3rd August 2015
Ebola vaccine is 100% successful
An Ebola vaccine has shown 100% success in an initial trial, the World Health Organisation reports.
Results from an interim analysis of the Guinea Phase III efficacy vaccine trial show that VSV-EBOV (Merck, Sharp & Dohme) is highly effective against Ebola. The independent body of international experts – the Data and Safety Monitoring Board – that conducted the review, advised that the trial should continue. Preliminary results from analyses of these interim data are published in British journal The Lancet.
"This is an extremely promising development," said Dr Margaret Chan, Director-General of the World Health Organisation (WHO). "The credit goes to the Guinean Government, the people living in the communities and our partners in this project. An effective vaccine will be another very important tool for both current and future Ebola outbreaks."
While the vaccine up to now shows 100% efficacy in individuals, more conclusive evidence is needed on its capacity to protect populations through what is called “herd immunity”. To that end, the Guinean national regulatory authority and ethics review committee have approved continuation of the trial.
"This is Guinea’s gift to West Africa and the world,” said Dr Sakoba Keita, Guinea's national coordinator for the Ebola response. "The thousands of volunteers from Conakry and other areas of Lower Guinea, but also the many Guinean doctors, data managers and community mobilisers have contributed to finding a line of defence against a terrible disease."

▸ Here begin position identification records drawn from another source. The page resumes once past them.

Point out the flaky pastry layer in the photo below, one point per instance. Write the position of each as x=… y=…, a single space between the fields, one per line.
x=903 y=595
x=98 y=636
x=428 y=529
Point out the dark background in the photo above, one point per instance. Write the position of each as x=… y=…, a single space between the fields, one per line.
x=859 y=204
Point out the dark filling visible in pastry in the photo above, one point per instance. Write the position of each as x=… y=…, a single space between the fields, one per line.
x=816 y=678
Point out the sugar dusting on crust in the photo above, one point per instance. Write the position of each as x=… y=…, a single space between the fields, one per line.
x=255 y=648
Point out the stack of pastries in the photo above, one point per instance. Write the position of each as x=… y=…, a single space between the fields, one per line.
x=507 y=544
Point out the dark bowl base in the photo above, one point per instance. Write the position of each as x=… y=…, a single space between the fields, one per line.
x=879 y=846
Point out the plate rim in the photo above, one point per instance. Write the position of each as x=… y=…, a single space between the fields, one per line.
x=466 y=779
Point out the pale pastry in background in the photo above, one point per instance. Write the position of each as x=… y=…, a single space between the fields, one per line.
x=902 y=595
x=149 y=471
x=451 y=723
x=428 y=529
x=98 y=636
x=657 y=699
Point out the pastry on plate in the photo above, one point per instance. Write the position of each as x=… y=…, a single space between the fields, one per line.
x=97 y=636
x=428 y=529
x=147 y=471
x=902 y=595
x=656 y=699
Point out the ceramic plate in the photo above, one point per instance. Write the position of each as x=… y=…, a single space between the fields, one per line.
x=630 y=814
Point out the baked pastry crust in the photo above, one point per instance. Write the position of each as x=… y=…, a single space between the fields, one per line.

"The 'ring' vaccination method adopted for the vaccine trial is based on the smallpox eradication strategy," said John-Arne Røttingen, Director of the Division of Infectious Disease Control at the Norwegian Institute of Public Health and Chair of the Study Steering Group. "The premise is that by vaccinating all people who have come into contact with an infected person you create a protective 'ring' and stop the virus from spreading further. This strategy has helped us to follow the dispersed epidemic in Guinea, and will provide a way to continue this as a public health intervention in trial mode."
The vaccination trial began in late March and ended in late July 2015. The study compared two groups – given a single dose either immediately or delayed for 21 days. In the 90 clusters who received either immediate vaccination (48; 4123 adults vaccinated) or delayed vaccination (42; 3528 adults vaccinated on day 21), a single intramuscular injection of VSV-ZEBOV gave complete (100%) protection against Ebola 10 days after randomisation.
"Before the trial started, in most clusters there had been a series of Ebola cases over the weeks prior to randomisation. However, since the trial started, we have seen no new cases in vaccinated volunteers within 10 days of vaccination, regardless of whether vaccination was immediate or delayed," explains co-author Dr Marie Paule Kieny, from the World Health Organisation (WHO) in Geneva, Switzerland.
"This is a remarkable result which shows the power of equitable international partnerships and flexibility," said Jeremy Farrar, Director of the UK's Wellcome Trust, one of the funders of the trial. "This partnership also shows that such critical work is possible in the midst of a terrible epidemic. It should change how the world responds to such emerging infectious disease threats. We, and all our partners, remain fully committed to giving the world a safe and effective vaccine."
"Ebola has claimed thousands of lives and devastated communities across West Africa," said UK international development secretary, Justine Greening. "The results of these UK-backed vaccine trials are hugely promising and represent a significant breakthrough in our battle against this deadly disease. The vaccine offers hope for a future where we never have to face an Ebola epidemic like this again."
"This record-breaking work marks a turning point in the history of health R&D," said Assistant Director-General Marie-Paule Kieny, who leads the Ebola Research and Development effort at WHO. "We now know that the urgency of saving lives can accelerate R&D. We will harness this positive experience to develop a global R&D preparedness framework so that if another major disease outbreak ever happens again, for any disease, the world can act quickly and efficiently to develop and use medical tools and prevent a large-scale tragedy."
The trial design was developed by a group of experts from Canada, France, Guinea, Norway, Switzerland, the UK, USA, and WHO. The group included Professor Donald A. Henderson of John Hopkins University, who led the WHO smallpox eradication effort by using the ring vaccination strategy.